The earlier cost-per-response post folds reranker cost into the broader retrieval line item; it is not yet broken out separately. It probably should be, in a future revision of that post.
What we measured before turning it on
When we evaluated whether to enable reranking by default, we ran four scenarios on the held-out evaluation corpus.
- No rerank. Baseline. Top-1 was the right block roughly 73% of the time across the full distribution.
- Rerank everything. Top-1 right roughly 84%. Cost roughly 3x baseline retrieval cost.
- Rerank only on borderline retrievals (condition 1). Top-1 right roughly 81%. Cost roughly 1.4x baseline.
- Rerank on all three conditions (current production). Top-1 right roughly 83%. Cost roughly 1.7x baseline.
The numbers above are on our internal eval; they will not generalize to other corpora and we are not claiming they do. The shape of the result was: “rerank everything” wins on accuracy by a small margin over “rerank selectively,” but the cost ratio is meaningfully worse and the marginal accuracy gain comes from questions that would have refused either way.
The gating rule produces most of the accuracy gain at less than half the cost. We turned it on with that configuration.
What still goes wrong
Reranker hallucinations on long blocks. When a candidate block is long (1,200+ tokens), the LLM-as-reranker sometimes scores it high based on partial relevance — the first half of the block is on-topic, the second half drifts. The downstream drafter then has to deal with a block whose top score did not come from the part of the block that gets used. Mitigation: we chunk more aggressively before retrieval, which makes the blocks shorter and the rerank more accurate.
Reranker disagreement with verifier. Occasionally the reranker promotes a block to rank 1 based on relevance scoring, but the entailment verifier later refuses the draft because the block did not actually support the specific claim.

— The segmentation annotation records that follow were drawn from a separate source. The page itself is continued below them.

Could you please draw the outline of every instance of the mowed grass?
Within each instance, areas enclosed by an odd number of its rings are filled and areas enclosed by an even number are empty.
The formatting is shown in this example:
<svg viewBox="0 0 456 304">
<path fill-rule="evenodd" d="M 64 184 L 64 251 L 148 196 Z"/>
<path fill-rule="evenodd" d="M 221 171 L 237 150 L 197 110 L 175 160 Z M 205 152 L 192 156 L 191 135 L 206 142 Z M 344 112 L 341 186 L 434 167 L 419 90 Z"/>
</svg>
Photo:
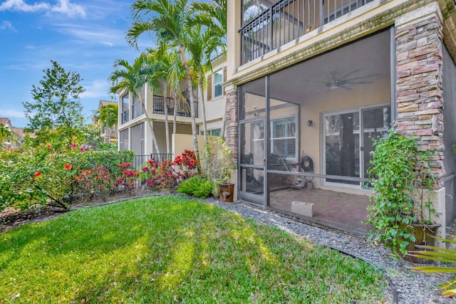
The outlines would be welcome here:
<svg viewBox="0 0 456 304">
<path fill-rule="evenodd" d="M 1 234 L 0 303 L 377 303 L 366 263 L 196 200 L 154 196 Z"/>
</svg>

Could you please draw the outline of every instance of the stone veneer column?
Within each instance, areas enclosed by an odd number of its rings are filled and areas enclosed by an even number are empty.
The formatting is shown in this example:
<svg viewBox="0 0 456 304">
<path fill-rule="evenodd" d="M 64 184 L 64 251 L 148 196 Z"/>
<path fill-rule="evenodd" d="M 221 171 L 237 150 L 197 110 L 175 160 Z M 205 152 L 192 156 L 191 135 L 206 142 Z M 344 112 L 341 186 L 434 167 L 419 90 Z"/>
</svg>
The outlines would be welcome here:
<svg viewBox="0 0 456 304">
<path fill-rule="evenodd" d="M 227 103 L 224 115 L 227 117 L 227 143 L 234 153 L 234 160 L 237 162 L 237 88 L 229 86 L 226 88 Z"/>
<path fill-rule="evenodd" d="M 400 134 L 416 137 L 422 151 L 434 151 L 430 167 L 437 177 L 443 165 L 442 23 L 438 6 L 409 13 L 396 22 L 397 125 Z M 423 14 L 427 13 L 427 14 Z"/>
</svg>

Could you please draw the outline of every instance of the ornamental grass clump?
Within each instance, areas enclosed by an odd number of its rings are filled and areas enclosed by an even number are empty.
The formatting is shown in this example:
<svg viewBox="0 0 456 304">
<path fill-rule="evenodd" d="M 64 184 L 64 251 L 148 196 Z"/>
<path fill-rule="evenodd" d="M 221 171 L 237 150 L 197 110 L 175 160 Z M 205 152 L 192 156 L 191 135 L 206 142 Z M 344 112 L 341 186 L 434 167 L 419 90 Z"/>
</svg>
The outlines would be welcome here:
<svg viewBox="0 0 456 304">
<path fill-rule="evenodd" d="M 449 239 L 435 238 L 445 243 L 450 243 L 454 246 L 456 245 L 456 236 L 450 235 Z M 430 261 L 440 262 L 442 266 L 429 266 L 413 267 L 412 269 L 424 273 L 456 273 L 456 250 L 454 248 L 445 248 L 431 246 L 423 247 L 422 251 L 410 251 L 408 256 L 418 258 L 425 258 Z M 449 282 L 442 285 L 440 290 L 443 290 L 442 295 L 444 297 L 452 297 L 456 295 L 456 279 L 453 277 Z"/>
<path fill-rule="evenodd" d="M 236 169 L 233 151 L 222 137 L 217 137 L 206 144 L 204 162 L 202 175 L 214 182 L 212 194 L 219 196 L 219 184 L 229 182 L 231 175 Z"/>
</svg>

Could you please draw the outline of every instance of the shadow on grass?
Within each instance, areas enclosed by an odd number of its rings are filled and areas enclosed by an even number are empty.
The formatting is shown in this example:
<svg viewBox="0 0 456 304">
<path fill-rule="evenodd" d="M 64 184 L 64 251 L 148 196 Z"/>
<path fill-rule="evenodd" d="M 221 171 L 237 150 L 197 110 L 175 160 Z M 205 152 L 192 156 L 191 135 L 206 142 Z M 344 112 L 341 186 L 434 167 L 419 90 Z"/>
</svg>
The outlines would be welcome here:
<svg viewBox="0 0 456 304">
<path fill-rule="evenodd" d="M 362 262 L 166 196 L 4 234 L 0 273 L 0 298 L 20 293 L 15 303 L 373 303 L 383 292 L 383 278 Z"/>
</svg>

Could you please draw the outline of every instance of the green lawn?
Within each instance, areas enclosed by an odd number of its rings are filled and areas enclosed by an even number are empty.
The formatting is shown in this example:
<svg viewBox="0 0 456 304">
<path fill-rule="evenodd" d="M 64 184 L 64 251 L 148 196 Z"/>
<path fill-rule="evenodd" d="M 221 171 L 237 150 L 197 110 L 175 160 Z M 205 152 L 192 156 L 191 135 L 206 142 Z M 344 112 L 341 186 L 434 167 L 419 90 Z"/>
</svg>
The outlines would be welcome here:
<svg viewBox="0 0 456 304">
<path fill-rule="evenodd" d="M 373 303 L 385 286 L 363 261 L 172 196 L 0 235 L 0 303 Z"/>
</svg>

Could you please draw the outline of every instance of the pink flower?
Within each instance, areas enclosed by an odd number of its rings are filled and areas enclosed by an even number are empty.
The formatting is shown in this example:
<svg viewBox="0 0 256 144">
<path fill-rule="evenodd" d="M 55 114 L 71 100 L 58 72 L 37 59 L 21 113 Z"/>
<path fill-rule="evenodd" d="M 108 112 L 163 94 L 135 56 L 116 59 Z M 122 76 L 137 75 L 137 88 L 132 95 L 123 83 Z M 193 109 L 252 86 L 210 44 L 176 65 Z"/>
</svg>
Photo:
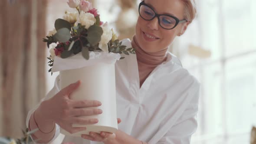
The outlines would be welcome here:
<svg viewBox="0 0 256 144">
<path fill-rule="evenodd" d="M 58 49 L 54 49 L 54 53 L 56 56 L 60 56 L 63 51 L 64 51 L 64 47 L 63 47 Z"/>
<path fill-rule="evenodd" d="M 103 25 L 104 23 L 103 23 L 103 22 L 102 21 L 100 21 L 100 22 L 99 23 L 99 25 L 101 26 L 102 25 Z"/>
<path fill-rule="evenodd" d="M 79 0 L 69 0 L 68 4 L 71 8 L 76 8 L 79 5 Z"/>
<path fill-rule="evenodd" d="M 93 15 L 94 15 L 94 17 L 96 17 L 96 16 L 98 16 L 99 14 L 98 14 L 98 11 L 97 11 L 97 9 L 94 8 L 88 11 L 88 13 L 90 13 Z"/>
<path fill-rule="evenodd" d="M 80 1 L 80 9 L 85 13 L 92 8 L 92 4 L 90 2 L 85 0 L 81 0 Z"/>
</svg>

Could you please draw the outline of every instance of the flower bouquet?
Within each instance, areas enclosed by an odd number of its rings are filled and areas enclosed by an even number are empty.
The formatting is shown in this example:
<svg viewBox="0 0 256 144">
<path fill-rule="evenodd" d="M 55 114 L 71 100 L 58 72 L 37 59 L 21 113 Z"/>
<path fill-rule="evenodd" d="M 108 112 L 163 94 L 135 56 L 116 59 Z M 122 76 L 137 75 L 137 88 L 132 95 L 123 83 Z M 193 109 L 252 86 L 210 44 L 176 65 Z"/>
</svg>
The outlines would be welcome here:
<svg viewBox="0 0 256 144">
<path fill-rule="evenodd" d="M 81 85 L 70 98 L 98 100 L 103 113 L 86 118 L 96 118 L 96 124 L 86 127 L 86 131 L 71 134 L 61 128 L 64 134 L 80 137 L 89 131 L 111 133 L 117 130 L 115 63 L 124 59 L 120 54 L 135 54 L 135 49 L 122 45 L 113 29 L 100 21 L 97 10 L 85 0 L 69 0 L 75 11 L 66 11 L 62 19 L 56 20 L 55 29 L 43 41 L 50 49 L 49 72 L 59 72 L 60 88 L 79 80 Z"/>
</svg>

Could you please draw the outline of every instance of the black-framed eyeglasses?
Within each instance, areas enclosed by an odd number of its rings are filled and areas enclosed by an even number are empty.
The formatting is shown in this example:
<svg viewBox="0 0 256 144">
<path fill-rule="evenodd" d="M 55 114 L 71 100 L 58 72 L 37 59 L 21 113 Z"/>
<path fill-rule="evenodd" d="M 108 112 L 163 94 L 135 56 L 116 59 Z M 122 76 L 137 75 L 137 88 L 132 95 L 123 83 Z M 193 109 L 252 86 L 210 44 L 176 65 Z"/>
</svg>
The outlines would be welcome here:
<svg viewBox="0 0 256 144">
<path fill-rule="evenodd" d="M 179 23 L 187 21 L 185 19 L 180 20 L 175 16 L 167 14 L 158 14 L 144 1 L 140 3 L 139 13 L 141 17 L 146 20 L 151 20 L 157 17 L 159 25 L 167 29 L 173 29 Z"/>
</svg>

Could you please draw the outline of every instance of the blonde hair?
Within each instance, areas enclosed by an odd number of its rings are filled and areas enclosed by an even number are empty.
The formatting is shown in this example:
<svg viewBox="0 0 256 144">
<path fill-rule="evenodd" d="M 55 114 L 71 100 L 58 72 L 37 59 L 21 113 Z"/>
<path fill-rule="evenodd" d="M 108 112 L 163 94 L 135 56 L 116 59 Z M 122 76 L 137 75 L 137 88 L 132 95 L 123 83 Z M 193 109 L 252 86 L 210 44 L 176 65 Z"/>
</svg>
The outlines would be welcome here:
<svg viewBox="0 0 256 144">
<path fill-rule="evenodd" d="M 188 21 L 192 22 L 197 15 L 197 6 L 195 0 L 181 0 L 185 5 L 185 19 Z"/>
</svg>

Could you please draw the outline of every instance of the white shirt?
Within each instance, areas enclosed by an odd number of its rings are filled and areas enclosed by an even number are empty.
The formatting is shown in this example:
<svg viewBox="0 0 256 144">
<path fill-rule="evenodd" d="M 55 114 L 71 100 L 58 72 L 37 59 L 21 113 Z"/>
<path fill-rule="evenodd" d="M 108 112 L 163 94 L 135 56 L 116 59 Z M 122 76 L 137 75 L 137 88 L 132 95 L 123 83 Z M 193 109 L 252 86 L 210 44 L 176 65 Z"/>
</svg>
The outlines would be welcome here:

The reranker sees relevance; the verifier checks support; relevance does not equal support. We covered this distinction in the Pledge-in-code post. The fix is not to weaken the verifier — it is to accept that some reranker promotions correctly identify the most relevant block and the corpus genuinely does not contain a supporting source.
Latency for the user. Reranking adds time to the loop. On small, fast questions where the user is iterating in the proposal UI, the added latency is noticeable. We are evaluating a “fast mode” that skips reranking for live editing flows and only runs it on batch operations (like ingesting a 300-question questionnaire).
When to turn it off
If your retrieval is consistently decisive (the top-1 score is well separated from the rest), the reranker is paying cost for no gain. The data tells you this — look at the score-gap distribution in your retrieval logs.
If your KB is small (fewer than ~5,000 chunks) and the corpus is highly specific to a narrow topic, the reranker likely does not help. The initial retrieval has so few candidates that vocabulary mismatch is rare and ordering is mostly correct.
If the latency cost is unacceptable for your workflow (live editing, sub-second response targets), skip the reranker on that path and run it only on batch.
The short version
Rerankers are a real cost and a real benefit. They earn their keep on borderline retrievals; they are dead weight on decisive ones. A simple gating rule (rerank when initial retrieval is borderline) captures most of the accuracy gain at a fraction of the always-on cost.
We run them in production with the gate. The tradeoff math holds at our current question mix. If the mix shifts — more decisive questions, fewer borderline ones — we will revisit. The point of writing this is not to argue that reranking is always right. It is to show the math we used to decide when it is.
That math is reproducible from your own retrieval logs. If you are running a RAG pipeline and you have not yet checked whether reranking pays for itself in your specific corpus, the experiment is a half day of work and the answer might surprise you.